Le pape Alexandre II, consulté par Guillaume, parut convaincu de son bon droit : Il l'encouragea, dit Orderic, à faire valoir ses prétentions légitimes, à prendre bravement les armes contre le parjure, et il lui envoya la bannière de l'apôtre Pierre, gage assuré d'immunité contre tous les périls qui pourraient menacer son entreprise. Avoir la Papauté pour soi, valait une victoire : mais le duc de Normandie n'y eut vraiment pas grand mérite. Son projet venait à point pour seconder les vues du Saint-Siège sur la terre anglaise. Rome y attendait impatiemment un changement de régime. Depuis longtemps les Saxons ne payaient plus ou payaient mal le denier de saint Pierre. L'Église saxonne se montrait peu favorable au vaste plan de réforme dont la puissance romaine poursuivait déjà l'exécution. Le premier prélat d'Angleterre, l'archevêque Stigand, avait reçu le pallium d'un antipape : il se trouvait en mauvais termes avec la curie. Des dissentiments séculaires existaient entre la Papauté et le clergé monastique des lies bretonnes, toujours séparé du continent par ses idées, sa liturgie, et ses habitudes d'indépendance. Les papes n'ont donc pas seulement laissé faire : par intérêt, ils ont favorisé et béni l'œuvre du Conquérant.

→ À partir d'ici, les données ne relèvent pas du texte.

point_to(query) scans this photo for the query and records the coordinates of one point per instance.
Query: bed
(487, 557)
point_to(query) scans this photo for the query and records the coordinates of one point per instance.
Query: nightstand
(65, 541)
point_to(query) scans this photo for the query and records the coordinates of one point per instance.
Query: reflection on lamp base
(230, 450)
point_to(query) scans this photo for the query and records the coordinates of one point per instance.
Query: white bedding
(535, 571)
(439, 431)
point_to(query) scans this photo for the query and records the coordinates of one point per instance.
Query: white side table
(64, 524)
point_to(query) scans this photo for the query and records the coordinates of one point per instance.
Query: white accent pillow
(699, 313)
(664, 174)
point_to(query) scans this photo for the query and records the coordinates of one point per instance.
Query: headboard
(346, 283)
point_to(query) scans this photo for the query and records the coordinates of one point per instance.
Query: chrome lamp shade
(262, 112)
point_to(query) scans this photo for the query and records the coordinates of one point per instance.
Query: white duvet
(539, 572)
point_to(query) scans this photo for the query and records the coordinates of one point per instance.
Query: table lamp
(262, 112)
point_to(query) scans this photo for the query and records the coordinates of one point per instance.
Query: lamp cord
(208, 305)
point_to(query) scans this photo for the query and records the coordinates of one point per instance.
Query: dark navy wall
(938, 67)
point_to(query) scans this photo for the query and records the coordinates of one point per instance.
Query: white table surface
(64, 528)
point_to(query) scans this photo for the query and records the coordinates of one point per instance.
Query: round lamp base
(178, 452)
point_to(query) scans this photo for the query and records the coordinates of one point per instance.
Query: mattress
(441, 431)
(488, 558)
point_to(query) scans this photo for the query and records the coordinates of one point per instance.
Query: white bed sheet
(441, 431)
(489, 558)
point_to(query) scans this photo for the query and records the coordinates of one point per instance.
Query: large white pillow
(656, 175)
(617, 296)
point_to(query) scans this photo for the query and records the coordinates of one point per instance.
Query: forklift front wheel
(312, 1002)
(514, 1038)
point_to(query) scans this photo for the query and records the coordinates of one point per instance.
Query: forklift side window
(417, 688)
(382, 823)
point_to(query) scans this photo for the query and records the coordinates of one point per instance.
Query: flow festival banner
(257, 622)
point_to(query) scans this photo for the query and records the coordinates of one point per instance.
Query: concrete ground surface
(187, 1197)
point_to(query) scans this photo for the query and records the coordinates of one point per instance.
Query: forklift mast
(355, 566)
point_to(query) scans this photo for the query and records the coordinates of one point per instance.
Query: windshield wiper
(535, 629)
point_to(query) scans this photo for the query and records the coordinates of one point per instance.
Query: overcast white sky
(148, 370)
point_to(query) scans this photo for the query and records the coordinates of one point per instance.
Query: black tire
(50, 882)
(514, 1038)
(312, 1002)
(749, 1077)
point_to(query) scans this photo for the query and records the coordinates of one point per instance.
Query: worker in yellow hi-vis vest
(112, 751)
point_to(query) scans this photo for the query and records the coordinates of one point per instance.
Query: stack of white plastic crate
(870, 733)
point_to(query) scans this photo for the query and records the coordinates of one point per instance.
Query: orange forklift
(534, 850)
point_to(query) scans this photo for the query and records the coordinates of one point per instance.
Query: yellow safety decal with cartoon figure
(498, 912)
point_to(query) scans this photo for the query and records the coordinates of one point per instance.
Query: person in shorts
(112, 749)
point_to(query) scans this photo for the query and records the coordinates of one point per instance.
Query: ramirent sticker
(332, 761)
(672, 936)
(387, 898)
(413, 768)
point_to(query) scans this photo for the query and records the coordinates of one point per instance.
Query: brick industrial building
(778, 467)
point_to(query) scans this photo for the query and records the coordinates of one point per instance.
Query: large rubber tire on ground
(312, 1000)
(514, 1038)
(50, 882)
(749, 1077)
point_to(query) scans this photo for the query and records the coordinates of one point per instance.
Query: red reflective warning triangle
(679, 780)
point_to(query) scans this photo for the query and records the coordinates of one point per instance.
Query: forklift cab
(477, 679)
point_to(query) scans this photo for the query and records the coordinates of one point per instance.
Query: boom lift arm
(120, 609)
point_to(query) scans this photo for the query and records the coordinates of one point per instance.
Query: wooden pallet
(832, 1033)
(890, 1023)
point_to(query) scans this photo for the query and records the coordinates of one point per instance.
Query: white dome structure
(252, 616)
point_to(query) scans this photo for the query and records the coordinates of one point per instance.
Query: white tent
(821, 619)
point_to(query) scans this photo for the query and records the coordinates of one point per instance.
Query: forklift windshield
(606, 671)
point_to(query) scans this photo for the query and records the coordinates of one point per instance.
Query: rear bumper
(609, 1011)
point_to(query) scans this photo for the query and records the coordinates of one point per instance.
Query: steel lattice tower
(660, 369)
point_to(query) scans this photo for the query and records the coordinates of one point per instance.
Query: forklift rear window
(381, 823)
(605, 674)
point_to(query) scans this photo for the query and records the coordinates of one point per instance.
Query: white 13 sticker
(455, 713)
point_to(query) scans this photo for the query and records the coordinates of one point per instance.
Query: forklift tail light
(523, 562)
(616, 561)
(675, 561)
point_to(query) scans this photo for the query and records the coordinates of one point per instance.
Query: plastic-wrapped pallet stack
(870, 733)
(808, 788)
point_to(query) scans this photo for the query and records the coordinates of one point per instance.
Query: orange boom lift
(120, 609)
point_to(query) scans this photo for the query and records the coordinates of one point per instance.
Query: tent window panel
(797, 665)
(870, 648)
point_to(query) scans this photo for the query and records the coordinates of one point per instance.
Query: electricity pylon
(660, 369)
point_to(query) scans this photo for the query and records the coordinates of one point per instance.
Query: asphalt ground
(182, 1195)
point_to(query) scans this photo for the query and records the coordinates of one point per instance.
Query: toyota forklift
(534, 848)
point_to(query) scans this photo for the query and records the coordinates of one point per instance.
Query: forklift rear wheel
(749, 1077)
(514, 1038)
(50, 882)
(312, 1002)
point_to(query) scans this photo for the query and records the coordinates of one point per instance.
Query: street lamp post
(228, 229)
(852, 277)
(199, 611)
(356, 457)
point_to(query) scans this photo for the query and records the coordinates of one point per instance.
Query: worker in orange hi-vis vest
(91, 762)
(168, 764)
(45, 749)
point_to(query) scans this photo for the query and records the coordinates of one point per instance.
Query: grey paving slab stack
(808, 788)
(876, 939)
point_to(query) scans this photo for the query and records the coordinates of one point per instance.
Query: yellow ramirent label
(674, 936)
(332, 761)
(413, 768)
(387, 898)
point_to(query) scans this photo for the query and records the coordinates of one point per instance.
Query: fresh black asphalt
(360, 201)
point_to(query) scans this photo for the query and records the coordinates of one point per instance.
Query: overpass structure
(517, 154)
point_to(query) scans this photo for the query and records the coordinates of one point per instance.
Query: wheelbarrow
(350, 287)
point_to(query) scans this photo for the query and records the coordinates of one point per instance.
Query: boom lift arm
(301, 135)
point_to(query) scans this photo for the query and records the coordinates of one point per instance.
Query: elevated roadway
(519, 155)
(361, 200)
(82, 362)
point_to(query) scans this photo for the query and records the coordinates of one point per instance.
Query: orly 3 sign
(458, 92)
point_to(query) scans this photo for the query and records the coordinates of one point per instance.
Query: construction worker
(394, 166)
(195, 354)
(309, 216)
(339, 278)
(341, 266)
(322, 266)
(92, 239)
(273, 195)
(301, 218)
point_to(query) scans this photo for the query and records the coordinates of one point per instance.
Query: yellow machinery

Guillaume choisit, pour attaquer, le moment où Harold employait ses forces à repousser son frère Tostig et le roi de Norvège, qui avaient envahi l'Angleterre par le Nord. Il avait réuni, à l'embouchure de la Dive (août 1066), une armée de Normands et d'aventuriers venus de toutes les provinces de France, 14.000 cavaliers, 40 ou 50.000 fantassins. A côté des feudataires de Normandie, le comte Eustache de Boulogne, le duc de Bretagne, Main Fergent, le vicomte de Thouars, Aimeri, le Tourangeau Geoffroi de Chaumont, commandaient les principaux contingents. Le frère du Bâtard, le belliqueux évêque de Bayeux, Odon, devait prendre une part active à la campagne. La grande difficulté était de maintenir dans ce chaos de mercenaires une discipline rigoureuse. Guillaume y réussit admirablement. Pour les transporter, il créa de toutes pièces et, organisa une flottille de plus de 1500 voiles. Quand tout fut prêt, les vaisseaux se concentrèrent à Saint-Valeri-sur-Somme. Le ei septembre, on mit à la voile et, le 29, à neuf heures du matin, Guillaume abordait à Pevensey. C'était le lendemain du jour où Harold battait les Norvégiens à Stamfordbrige, près de l'embouchure de l'Humber. Menacé à l'autre extrémité de son royaume, le vainqueur accourut et rencontra l'envahisseur près d'Hastings, mais n'osant pas attaquer en plaine un ennemi qu'il jugeait plus dangereux que le roi de Norvège, il retrancha fortement, sur la colline de Senlac, ses fantassins armés de javelots et de haches (13 octobre 1066).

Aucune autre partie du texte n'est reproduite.